Maurensig considera que Alekhine conocía “perfectamente la extraordinaria aportación de los jugadores judíos a la teoría del ajedrez” y que sentía “una profunda admiración por alguno de ellos, como Lasker”, por lo que “los últimos artículos que escribió sobre él le fueron impuestos a la fuerza por el régimen”. Esos artículos a los que se refiere el italiano están recogidos en La partida inmortal, una historia de ajedrez (Turner Noema, 2006), de David Shenk, y ésta es una de sus citas: “¿Podemos albergar la esperanza de que tras la muerte de Lasker, segundo y probablemente último campeón del mundo de ascendencia judía, el ajedrez ario encontrará su camino, tras haber estado desorientado por la perniciosa influencia del pensamiento defensivo judío?”. Shenk recuerda que al antisemitismo palmario del artículo se añade la crueldad de que la hermana de Lasker murió asesinada en un campo de concentración.

De la lectura de Teoría de las sombras no se desprende una redención del personaje, aunque sí cierta conmiseración. “No intento rehabilitar su figura, sino presentarlo sencillamente bajo un enfoque más favorable, el de un hombre en declive, abandonado por todos y acusado injustamente. Por otra parte, su figura pertenece al romanticismo, porque es la de un genio desordenado, una personalidad fascinante en las páginas de una novela, pero muy poco edificante en la vida real”, zanja el italiano.

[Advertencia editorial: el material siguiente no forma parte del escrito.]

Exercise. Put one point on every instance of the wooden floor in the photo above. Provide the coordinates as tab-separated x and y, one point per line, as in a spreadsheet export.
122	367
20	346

Oficialmente, Alekhine se atragantó con un trozo de carne (una de sus leyendas negras es que comía con las manos para no levantar la vista del tablero) días después de que se anunciase que jugaría contra Botvínnik. Investigaciones posteriores apuntan a que fue apuñalado. Nada de esto se sabrá. Lo que se conoce es que Alekhine murió abatido en el exilio, como Zweig y su Señor B., aunque su caso se parezca más al de Bobby Fischer, el último gran campeón antisemita. Pero la suya también es otra historia.